Proficiency: A high degree of competence or skill; expertise. Synonyms: skill, expertise, experience, accomplishment, competence, mastery, prowess, deftness, dexterity, finesse
I’ve had a sewing machine for several years now—longer than I’d care to admit, because I continue to have a contentious relationship with my machine. I didn’t grow up sewing, and although I took a few sewing classes awhile back, my experiences sewing at home are peppered with frustration and troubleshooting. I can hack it through a small project, but the thought of using it kind of stresses me out. I don’t feel like, “Oh, I’ll just sit down and whip that out,” but instead brace myself for the inevitable snarls and hiccups that accompany my sewing experiences.
I don’t know what happened, or what shifted, because I hadn’t even used the machine recently, but this week I had an idea for something I wanted to make, and I just sat down and MADE it. My off-and-on usage over the years had somehow reached the tipping point, and I achieved proficiency. The machine didn’t give me trouble. My project came together more or less the way I had wanted it to. I’m no expert, so maybe saying that I suddenly became proficient on the sewing machine is overstating it a tad, but the feeling that I could use the machine with ease opened me up to all sorts of projects that seemed way out of my range before, and my synapses were firing all over the place.
Of course, I’ve had this experience with other tools, too. I can remember the mental “click” that happened when using the chop saw changed from anxiety-producing to no big deal, and the possibilities that suddenly opened up when I could make those quick cuts easily. I took a screen printing class a few years ago, yet the screens I made weren’t seeing any action; I still felt like it was something I couldn’t really do on my own. But this summer I wanted the kids in my summer camps to get an Austin Tinkering School t-shirt, and ordering a bunch of preprinted shirts just didn’t seem very tinkery. Now, 84 t-shirts later, I’m feeling pretty fly with that squeegee!
At least for me, a single class usually is not enough to help me break through my mental block with a new tool. It takes a lot of time and floundering and mess-ups, which can be very hard for us results-oriented and failure-averse adults. Kids are so much better at just being interested in the process and persevering as they learn to use a new tool, if we give them that space. At Tinkering School we often see kids sawing through a big, thick two-by-four with a handsaw or working to cut a piece of cord with a pair of scissors, completely absorbed for surprisingly long periods. Sometimes it’s hard to not just step in and do it for them. But we don’t rescue them, because we want them to have that chance to hone their skills—and to be opened up to the multitude of possibilities that mastery of a new tool affords.

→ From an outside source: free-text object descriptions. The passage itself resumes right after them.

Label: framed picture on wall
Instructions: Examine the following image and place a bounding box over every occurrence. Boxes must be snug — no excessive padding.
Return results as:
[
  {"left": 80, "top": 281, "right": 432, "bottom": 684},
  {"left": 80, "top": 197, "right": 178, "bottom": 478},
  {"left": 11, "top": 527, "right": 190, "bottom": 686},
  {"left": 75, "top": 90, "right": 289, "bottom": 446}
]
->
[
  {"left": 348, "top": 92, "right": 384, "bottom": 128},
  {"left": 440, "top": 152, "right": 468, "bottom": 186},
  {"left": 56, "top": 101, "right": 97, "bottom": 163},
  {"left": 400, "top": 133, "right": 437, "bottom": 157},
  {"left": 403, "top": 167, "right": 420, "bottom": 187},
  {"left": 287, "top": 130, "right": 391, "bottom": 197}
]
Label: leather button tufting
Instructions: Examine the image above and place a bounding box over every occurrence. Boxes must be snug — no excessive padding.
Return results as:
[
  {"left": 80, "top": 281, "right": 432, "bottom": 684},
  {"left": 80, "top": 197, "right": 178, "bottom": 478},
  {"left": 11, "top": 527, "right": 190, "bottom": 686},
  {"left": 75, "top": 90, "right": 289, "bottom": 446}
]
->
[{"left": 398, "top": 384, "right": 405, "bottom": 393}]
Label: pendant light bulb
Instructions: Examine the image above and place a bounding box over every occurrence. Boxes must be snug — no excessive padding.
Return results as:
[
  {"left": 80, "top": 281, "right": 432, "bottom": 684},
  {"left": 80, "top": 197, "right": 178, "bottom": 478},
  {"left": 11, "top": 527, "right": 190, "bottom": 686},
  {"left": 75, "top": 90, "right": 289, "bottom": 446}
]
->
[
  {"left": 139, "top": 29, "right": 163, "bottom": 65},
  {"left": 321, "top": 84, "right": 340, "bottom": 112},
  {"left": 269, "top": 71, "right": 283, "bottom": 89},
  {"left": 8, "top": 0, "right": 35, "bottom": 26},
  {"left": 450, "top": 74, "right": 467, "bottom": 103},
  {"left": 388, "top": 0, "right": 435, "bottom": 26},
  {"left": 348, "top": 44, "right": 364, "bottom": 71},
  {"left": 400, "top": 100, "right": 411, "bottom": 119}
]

When I see a kid suddenly driving in screws by herself, where before she was fumbling and nervous and needed help, I am so psyched that she was able to make the leap from “I can use a drill, but only at Tinkering School” to “I can use a drill. On my own. Any time I have access to one.” That’s a kid who’s more empowered.
Proficiency is key to feeling like we can have an effect on the world around us. We can fix things. We can make things. We move from passivity (“It broke, and now we have to throw it out” or “I have an idea but no idea how to build it, so I never will”) to action and participation. Not only does this society needs all the active participants it can get, but being a part of the Making and the Doing is also a lot more fun!